Parameterized queries only. No string interpolation of user input into Cypher. We covered why in our preventing Cypher injection post.

Step 3: Provision Shared Credentials into Tenant Namespaces

Each customer org runs in its own Kubernetes namespace. The agents in that namespace need credentials to reach the shared Neo4j instance. We mirror the credentials from the central namespace into each tenant namespace as a Kubernetes Secret.

# deployment.py -- runs during tenant provisioning

def ensure_neo4j_credentials_secret(org_id: str, namespace: str):
    """Mirror shared Neo4j credentials into a tenant namespace."""
    central_secret = core_v1.read_namespaced_secret(
        name="neo4j-shared-credentials", namespace="genbrain-system"
    )
    tenant_secret = client.V1Secret(
        metadata=client.V1ObjectMeta(
            name="neo4j-credentials",
            namespace=namespace,
            labels={"genbrain.ai/org-id": org_id},
        ),
        data=central_secret.data,
    )
    # Create or update the secret in the tenant namespace
    try:
        core_v1.create_namespaced_secret(namespace, tenant_secret)
    except ApiException as e:
        if e.status == 409:
            core_v1.replace_namespaced_secret(
                "neo4j-credentials", namespace, tenant_secret)
        else:
            raise

The agent StatefulSet template picks up these credentials as environment variables:

# statefulset-agent-template.yaml (relevant excerpt)
env:
  - name: NEO4J_URI
    value: "bolt://neo4j.genbrain-system.svc.cluster.local:7687"
  - name: NEO4J_DATABASE
    value: "knowledge"
  - name: NEO4J_AUTH
    valueFrom:
      secretKeyRef:
        name: neo4j-credentials
        key: auth
  - name: ORG_ID
    valueFrom:
      fieldRef:
        fieldPath: metadata.labels['genbrain.ai/org-id']

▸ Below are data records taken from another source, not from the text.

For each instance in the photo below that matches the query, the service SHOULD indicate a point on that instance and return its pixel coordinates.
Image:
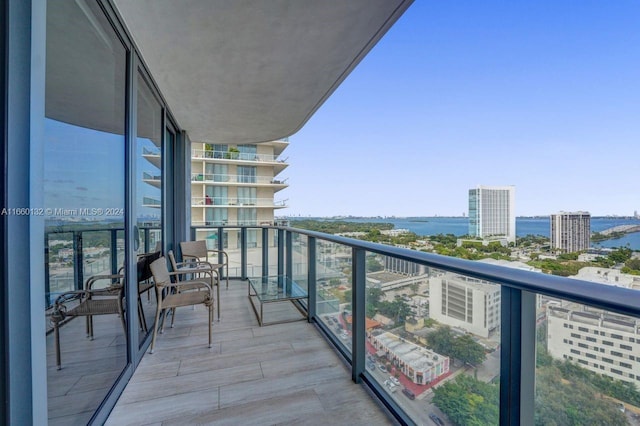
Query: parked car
(392, 388)
(437, 420)
(408, 393)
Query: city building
(94, 90)
(492, 212)
(597, 340)
(419, 364)
(236, 185)
(570, 232)
(403, 267)
(467, 303)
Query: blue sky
(542, 95)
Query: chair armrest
(224, 253)
(192, 283)
(92, 280)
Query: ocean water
(524, 226)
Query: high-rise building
(236, 185)
(570, 232)
(492, 212)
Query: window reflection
(84, 207)
(148, 196)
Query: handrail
(623, 300)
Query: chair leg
(56, 334)
(210, 321)
(155, 324)
(90, 320)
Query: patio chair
(198, 251)
(196, 269)
(173, 295)
(87, 303)
(145, 283)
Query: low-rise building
(600, 341)
(467, 303)
(419, 364)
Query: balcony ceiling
(253, 71)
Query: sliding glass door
(84, 208)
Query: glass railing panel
(61, 258)
(333, 289)
(272, 242)
(300, 270)
(587, 365)
(96, 253)
(432, 340)
(254, 252)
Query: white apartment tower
(492, 212)
(570, 232)
(236, 185)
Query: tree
(441, 340)
(373, 265)
(467, 350)
(468, 401)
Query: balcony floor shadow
(277, 374)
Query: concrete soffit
(248, 71)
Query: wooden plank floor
(277, 374)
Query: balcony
(276, 374)
(237, 202)
(153, 180)
(153, 156)
(289, 372)
(239, 180)
(240, 158)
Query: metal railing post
(281, 236)
(311, 278)
(114, 251)
(78, 260)
(265, 252)
(289, 254)
(358, 294)
(510, 355)
(243, 252)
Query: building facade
(236, 185)
(492, 212)
(419, 364)
(596, 340)
(466, 303)
(570, 232)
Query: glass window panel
(149, 192)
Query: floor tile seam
(123, 403)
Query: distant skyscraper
(571, 232)
(492, 212)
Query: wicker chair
(145, 283)
(197, 269)
(181, 293)
(198, 251)
(87, 303)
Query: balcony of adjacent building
(240, 158)
(211, 179)
(209, 202)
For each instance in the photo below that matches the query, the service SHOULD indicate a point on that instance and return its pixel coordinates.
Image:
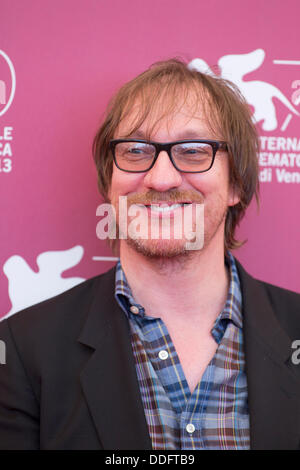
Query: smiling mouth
(164, 207)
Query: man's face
(163, 184)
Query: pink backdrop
(69, 56)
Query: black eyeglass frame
(159, 147)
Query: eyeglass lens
(187, 156)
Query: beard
(174, 247)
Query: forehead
(184, 116)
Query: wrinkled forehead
(153, 108)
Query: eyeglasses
(188, 156)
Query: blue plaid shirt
(215, 415)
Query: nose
(163, 175)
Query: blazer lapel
(273, 382)
(109, 379)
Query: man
(175, 347)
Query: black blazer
(69, 381)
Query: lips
(164, 208)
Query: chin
(158, 249)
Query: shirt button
(190, 428)
(134, 309)
(163, 354)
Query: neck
(194, 287)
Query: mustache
(172, 195)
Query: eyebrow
(185, 135)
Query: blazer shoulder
(285, 303)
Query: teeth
(165, 209)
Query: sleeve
(19, 408)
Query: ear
(233, 197)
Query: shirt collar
(232, 311)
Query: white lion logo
(27, 287)
(257, 93)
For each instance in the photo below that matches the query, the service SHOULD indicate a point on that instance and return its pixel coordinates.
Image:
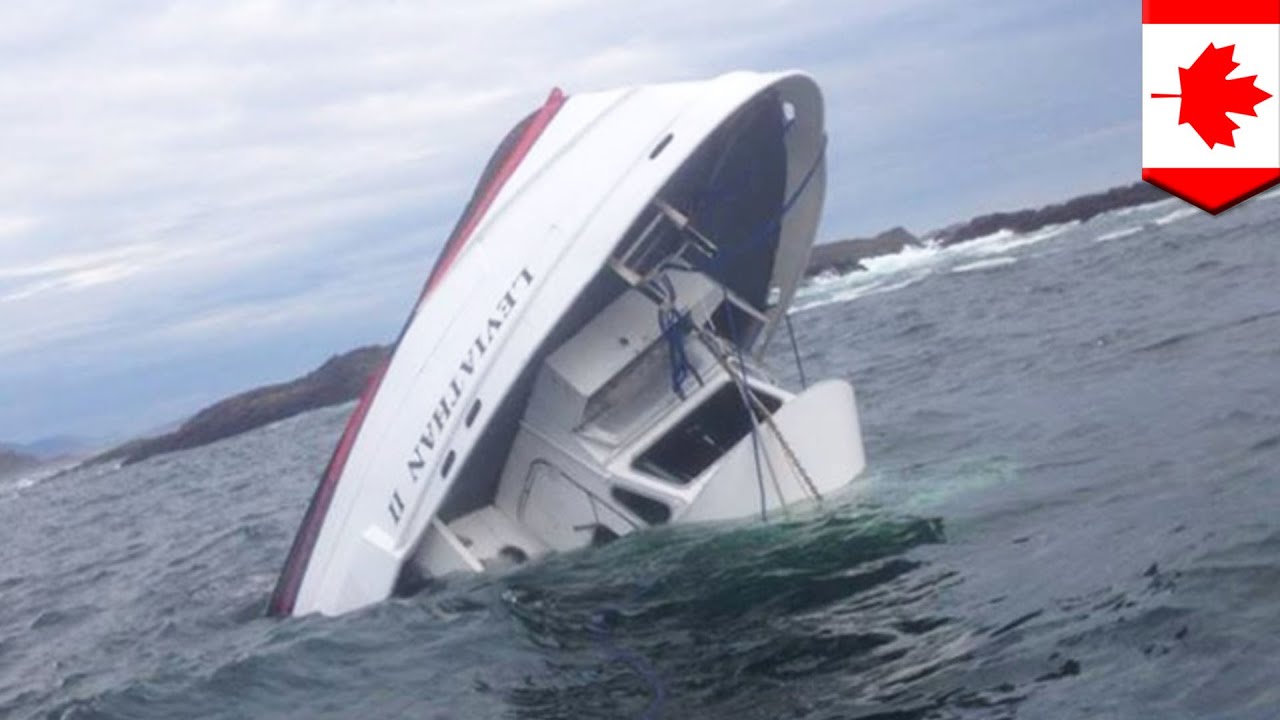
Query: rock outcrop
(339, 379)
(846, 255)
(1079, 209)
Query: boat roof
(568, 183)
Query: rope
(722, 359)
(795, 351)
(746, 404)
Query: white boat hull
(492, 311)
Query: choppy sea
(1072, 511)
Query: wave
(1118, 235)
(888, 273)
(1180, 214)
(990, 263)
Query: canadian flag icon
(1210, 106)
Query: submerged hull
(438, 433)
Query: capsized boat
(585, 359)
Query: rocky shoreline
(846, 255)
(339, 379)
(343, 377)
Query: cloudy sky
(201, 196)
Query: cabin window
(645, 507)
(731, 322)
(702, 437)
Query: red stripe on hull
(508, 168)
(1212, 188)
(286, 595)
(1201, 12)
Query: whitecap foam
(1180, 214)
(1118, 235)
(851, 294)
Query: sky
(197, 197)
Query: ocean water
(1072, 510)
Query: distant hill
(339, 379)
(1079, 209)
(13, 463)
(53, 447)
(848, 255)
(343, 377)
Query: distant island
(13, 463)
(339, 379)
(343, 377)
(846, 255)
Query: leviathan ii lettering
(449, 399)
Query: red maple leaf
(1208, 96)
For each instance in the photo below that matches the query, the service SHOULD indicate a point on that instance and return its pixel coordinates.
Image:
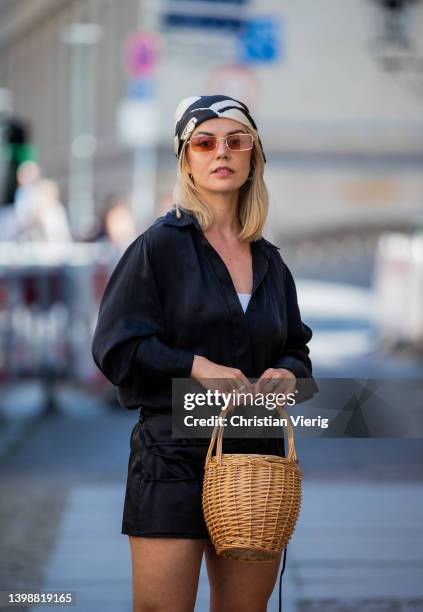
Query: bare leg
(237, 586)
(165, 573)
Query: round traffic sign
(140, 53)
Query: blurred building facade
(337, 93)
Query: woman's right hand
(212, 375)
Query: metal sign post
(138, 122)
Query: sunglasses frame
(225, 138)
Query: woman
(199, 294)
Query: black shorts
(165, 478)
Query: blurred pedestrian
(43, 217)
(117, 224)
(28, 176)
(199, 294)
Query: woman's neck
(224, 207)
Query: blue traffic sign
(260, 40)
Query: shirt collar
(188, 218)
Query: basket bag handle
(218, 434)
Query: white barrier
(49, 298)
(398, 285)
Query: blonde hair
(253, 201)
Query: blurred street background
(88, 90)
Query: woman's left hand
(276, 380)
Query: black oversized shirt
(171, 297)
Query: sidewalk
(354, 541)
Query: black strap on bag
(280, 579)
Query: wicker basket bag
(251, 501)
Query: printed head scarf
(192, 111)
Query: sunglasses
(234, 142)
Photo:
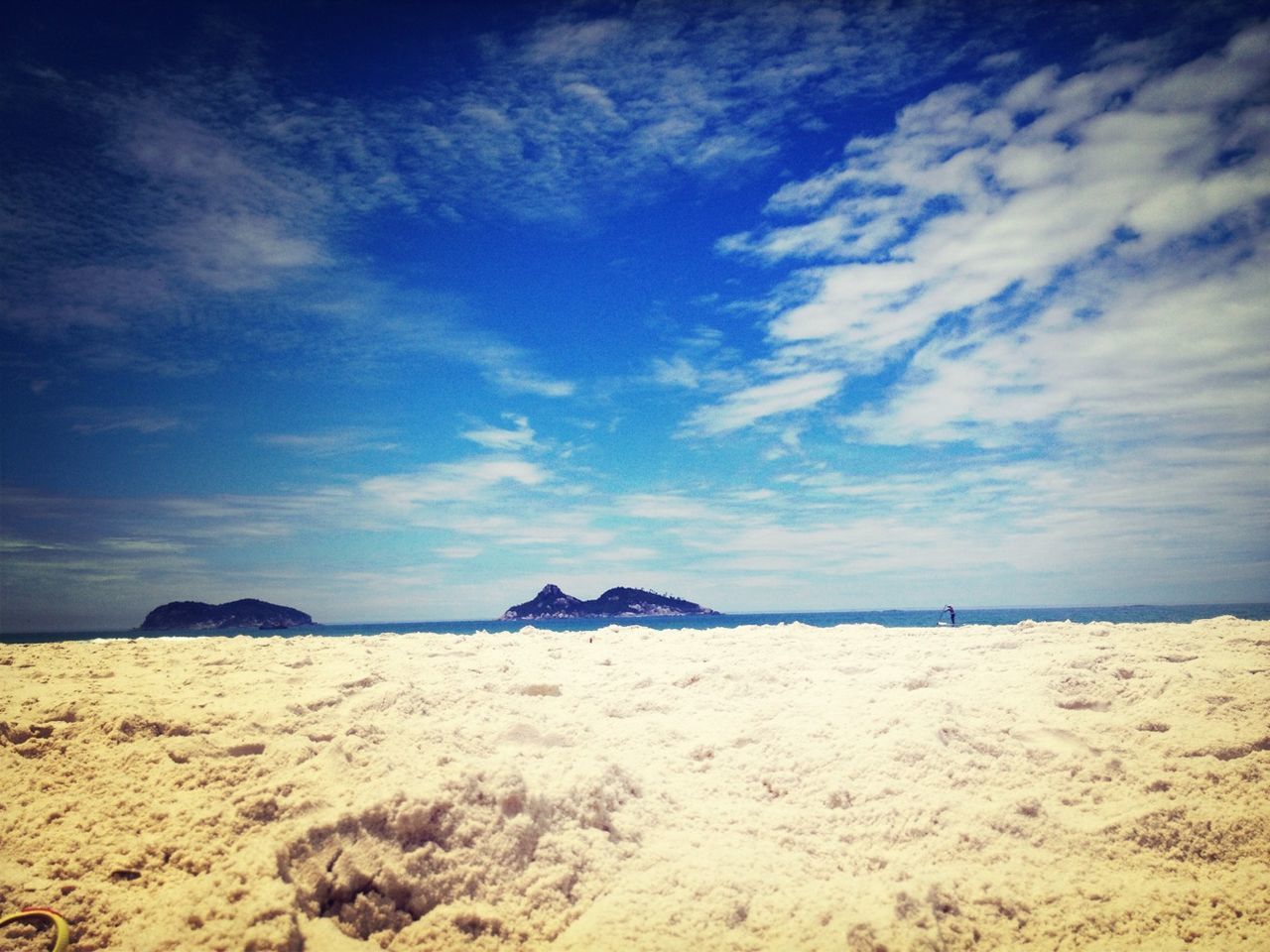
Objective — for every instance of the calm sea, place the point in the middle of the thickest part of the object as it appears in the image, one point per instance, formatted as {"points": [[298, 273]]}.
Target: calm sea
{"points": [[890, 619]]}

Notice that ORG_ID comes from the pod's own label, not from the secret. The org identity is baked into the Kubernetes manifest at provisioning time. An agent cannot change its own org identity without modifying its own pod spec, which RBAC prevents.

Step 4: Network Policy as a Second Boundary

Property-based filtering is the primary isolation mechanism. But we add a Kubernetes NetworkPolicy as a belt-and-suspenders layer. Only pods with the correct tenant label can reach the Neo4j service.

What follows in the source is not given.